Don’t ask him to play popular music or show tunes. He can, but he doesn’t enjoy it. He is a classical musician all the way.
“Micah likes the gut-wrenching pieces, the ones that bring out the emotions,” his mother Karen said.
Micah added that there are too many pieces he loves to name his favorite, but the composers he enjoys include Rachmaninoff, Chopin and Mozart. He continues to reel off the names of composers with hard-to-spell names, then smiles.
Basically, Micah said, he likes everything except the Baroque period, which he described as boring.

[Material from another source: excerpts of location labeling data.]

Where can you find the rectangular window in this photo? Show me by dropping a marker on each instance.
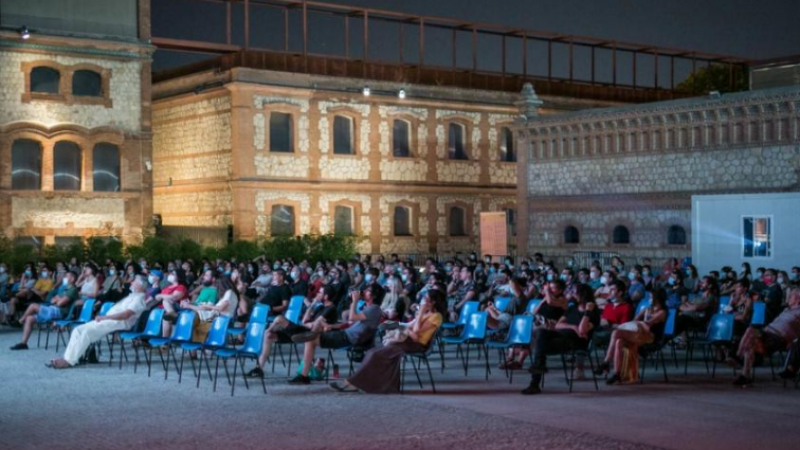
(280, 133)
(757, 237)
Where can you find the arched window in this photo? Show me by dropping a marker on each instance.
(402, 221)
(676, 235)
(621, 235)
(282, 220)
(66, 166)
(507, 153)
(87, 83)
(456, 142)
(401, 139)
(343, 220)
(343, 133)
(280, 133)
(26, 165)
(572, 235)
(105, 167)
(458, 226)
(45, 80)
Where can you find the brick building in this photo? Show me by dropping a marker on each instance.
(74, 120)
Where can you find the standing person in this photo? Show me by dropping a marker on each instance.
(121, 316)
(41, 313)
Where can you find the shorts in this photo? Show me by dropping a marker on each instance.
(334, 339)
(48, 313)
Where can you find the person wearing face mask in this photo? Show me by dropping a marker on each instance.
(771, 294)
(43, 313)
(121, 316)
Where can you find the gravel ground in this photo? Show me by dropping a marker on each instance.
(98, 406)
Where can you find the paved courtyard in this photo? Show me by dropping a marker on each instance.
(99, 406)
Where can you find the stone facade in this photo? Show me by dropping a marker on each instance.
(118, 116)
(638, 167)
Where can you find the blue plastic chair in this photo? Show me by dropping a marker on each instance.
(720, 332)
(180, 334)
(724, 301)
(152, 329)
(519, 335)
(215, 340)
(251, 349)
(466, 311)
(532, 305)
(260, 314)
(759, 314)
(474, 333)
(67, 324)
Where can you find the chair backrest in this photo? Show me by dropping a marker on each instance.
(468, 309)
(218, 332)
(254, 340)
(153, 326)
(183, 329)
(86, 311)
(720, 328)
(533, 304)
(669, 327)
(724, 301)
(260, 313)
(759, 314)
(519, 333)
(475, 327)
(292, 313)
(640, 307)
(503, 303)
(105, 308)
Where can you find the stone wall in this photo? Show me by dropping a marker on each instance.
(125, 92)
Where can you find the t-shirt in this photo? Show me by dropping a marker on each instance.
(617, 313)
(207, 295)
(133, 302)
(276, 295)
(363, 331)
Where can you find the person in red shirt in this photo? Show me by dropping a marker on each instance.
(616, 312)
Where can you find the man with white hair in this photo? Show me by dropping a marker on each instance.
(123, 316)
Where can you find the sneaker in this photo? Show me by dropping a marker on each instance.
(300, 380)
(256, 373)
(300, 338)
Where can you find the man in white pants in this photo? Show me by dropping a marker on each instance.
(122, 316)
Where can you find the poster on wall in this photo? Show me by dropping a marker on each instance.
(494, 234)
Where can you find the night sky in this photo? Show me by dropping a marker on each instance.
(746, 28)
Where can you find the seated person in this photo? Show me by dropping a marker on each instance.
(572, 332)
(646, 328)
(360, 332)
(616, 312)
(122, 316)
(43, 313)
(321, 311)
(380, 371)
(778, 335)
(30, 291)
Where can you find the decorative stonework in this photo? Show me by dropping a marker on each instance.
(125, 94)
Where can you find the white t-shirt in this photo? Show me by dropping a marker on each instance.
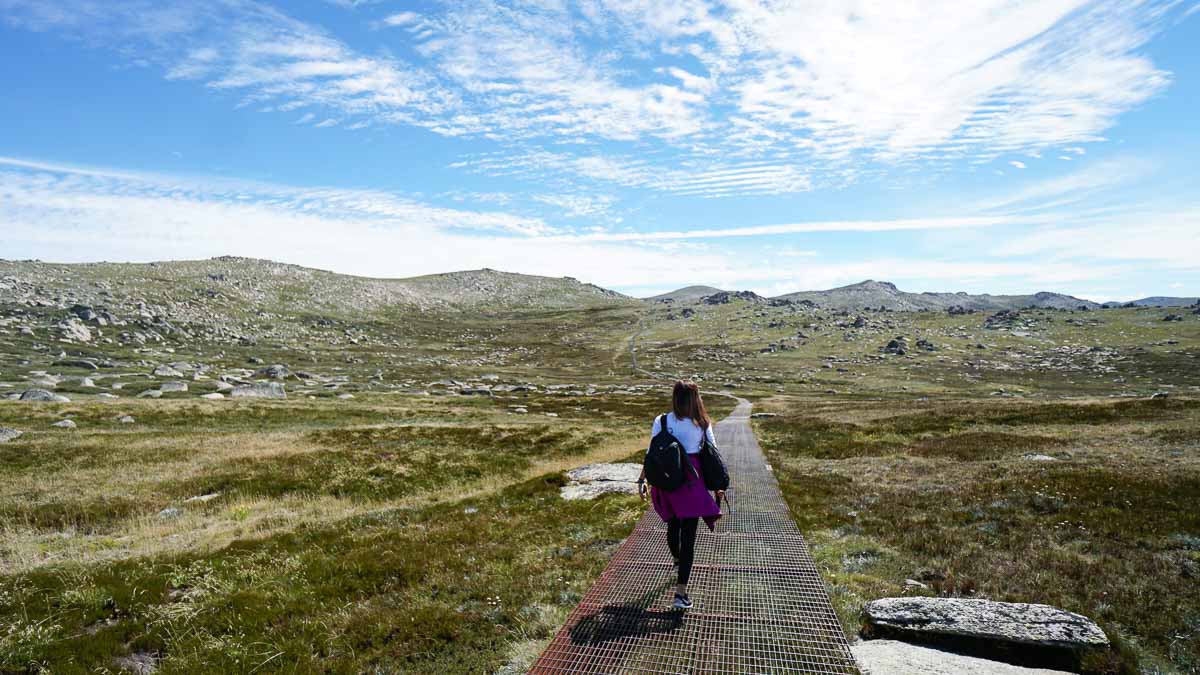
(685, 431)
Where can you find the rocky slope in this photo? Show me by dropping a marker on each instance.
(882, 294)
(685, 294)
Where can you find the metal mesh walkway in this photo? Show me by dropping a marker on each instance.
(760, 603)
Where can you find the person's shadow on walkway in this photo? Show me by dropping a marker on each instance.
(628, 620)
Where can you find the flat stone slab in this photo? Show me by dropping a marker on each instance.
(1020, 633)
(594, 479)
(892, 657)
(259, 390)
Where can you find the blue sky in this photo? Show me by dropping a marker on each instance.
(639, 144)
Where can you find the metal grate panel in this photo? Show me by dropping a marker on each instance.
(760, 604)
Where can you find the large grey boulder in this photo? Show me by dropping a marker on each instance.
(1024, 633)
(85, 364)
(166, 371)
(43, 395)
(891, 657)
(594, 479)
(75, 329)
(259, 390)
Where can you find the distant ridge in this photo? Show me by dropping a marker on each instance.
(687, 294)
(883, 294)
(1157, 302)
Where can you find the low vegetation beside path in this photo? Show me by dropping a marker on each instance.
(1090, 506)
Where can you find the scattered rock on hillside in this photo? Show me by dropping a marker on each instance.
(1015, 632)
(594, 479)
(892, 657)
(259, 390)
(898, 346)
(87, 364)
(71, 328)
(43, 395)
(277, 371)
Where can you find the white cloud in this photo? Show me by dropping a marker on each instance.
(814, 90)
(401, 18)
(899, 225)
(577, 205)
(65, 213)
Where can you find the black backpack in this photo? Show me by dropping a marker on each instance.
(666, 460)
(712, 465)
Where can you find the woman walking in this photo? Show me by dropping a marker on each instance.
(683, 507)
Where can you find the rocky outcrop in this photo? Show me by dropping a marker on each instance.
(594, 479)
(1020, 633)
(43, 395)
(259, 390)
(277, 371)
(891, 657)
(167, 371)
(73, 329)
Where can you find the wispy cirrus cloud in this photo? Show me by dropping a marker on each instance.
(813, 91)
(67, 213)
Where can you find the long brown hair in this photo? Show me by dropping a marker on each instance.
(687, 402)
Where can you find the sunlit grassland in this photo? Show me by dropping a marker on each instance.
(403, 532)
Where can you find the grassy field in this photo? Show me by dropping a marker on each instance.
(391, 532)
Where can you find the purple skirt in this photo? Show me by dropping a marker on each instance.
(690, 500)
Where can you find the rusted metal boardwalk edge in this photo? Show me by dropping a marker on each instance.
(760, 603)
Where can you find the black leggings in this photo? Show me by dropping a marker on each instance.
(682, 539)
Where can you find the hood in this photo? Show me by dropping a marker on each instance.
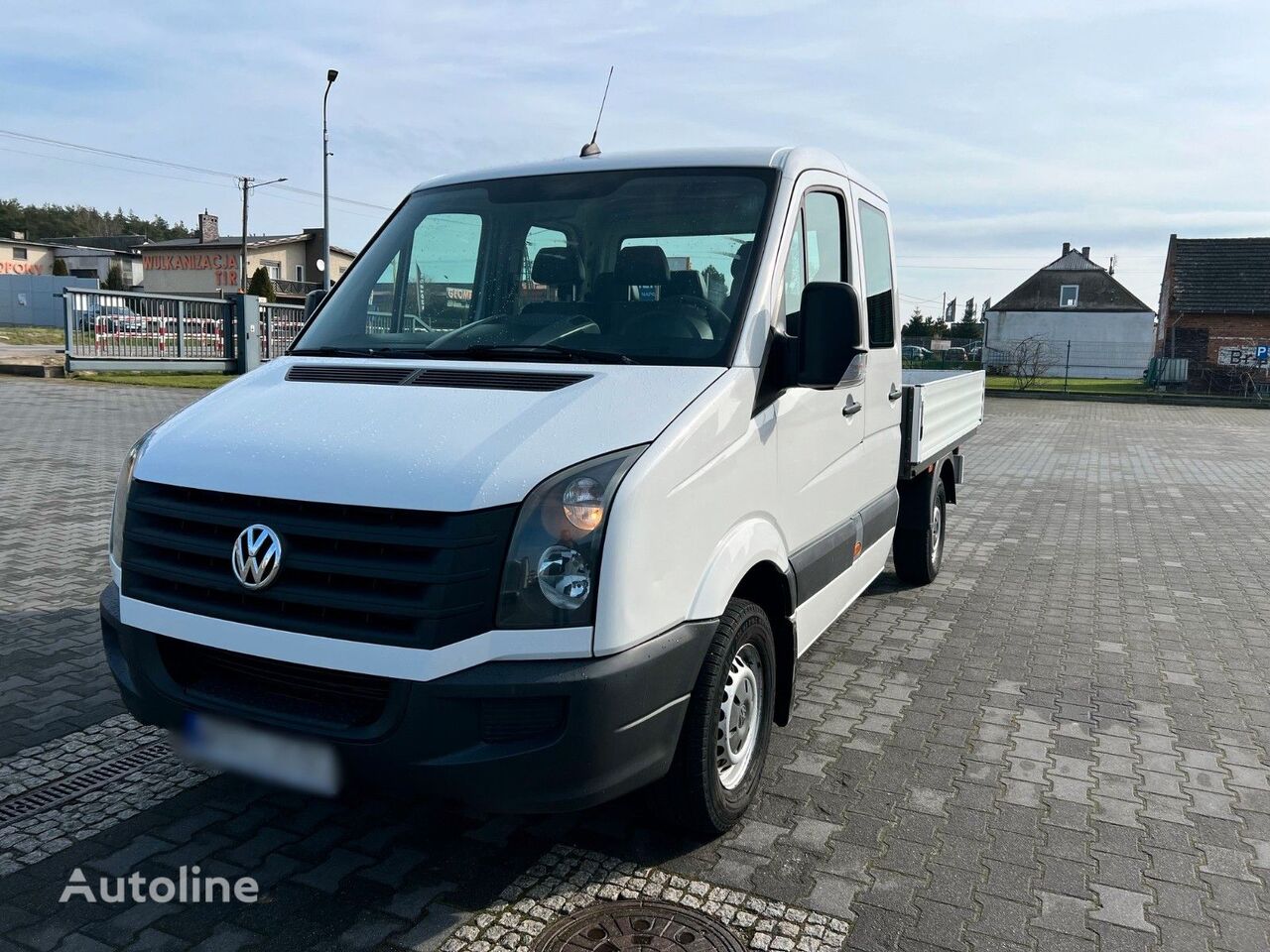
(411, 447)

The music that draws him the most is from the 1800s, the Romantic era.
During his concert Feb. 9, he will perform works by Bach, Chopin, Liszt, Rachmaninoff and Prokofiev.
No matter how often he plays, though, he still suffers pre-show jitters.
“Before I go on I get nervous, but it usually goes away, unless I make a mistake or my memory slips,” Micah said.
And he is always aware of the audience and what they are doing. Clapping is good. Standing ovations are better. But no matter how many accolades he receives, Micah said he is never happy with his performance and always wishes he had done better. He said he is harder on himself than anyone else is because he hears the small mistakes that no one else notices.
That’s why he practices at least three hours a day, although he tries for four or more.
“I don’t love to practice, I have to practice,” he said.
Despite the practice, the nerves, and the constant quest for perfection, Micah said he hopes to attend a conservatory after high school and have a career as a concert pianist.
Between home schooling, he tries to balance piano with other activities, such as tennis, swimming and Boy Scouts. When he has free time, he also likes to play the Nintendo Wii.
The family of nine — parents David and Karen, and their seven children, Marielle, Daniel, Micah, Eva, Clare, Catherine, and Jesse — attend The Cathedral of St. John the Baptist.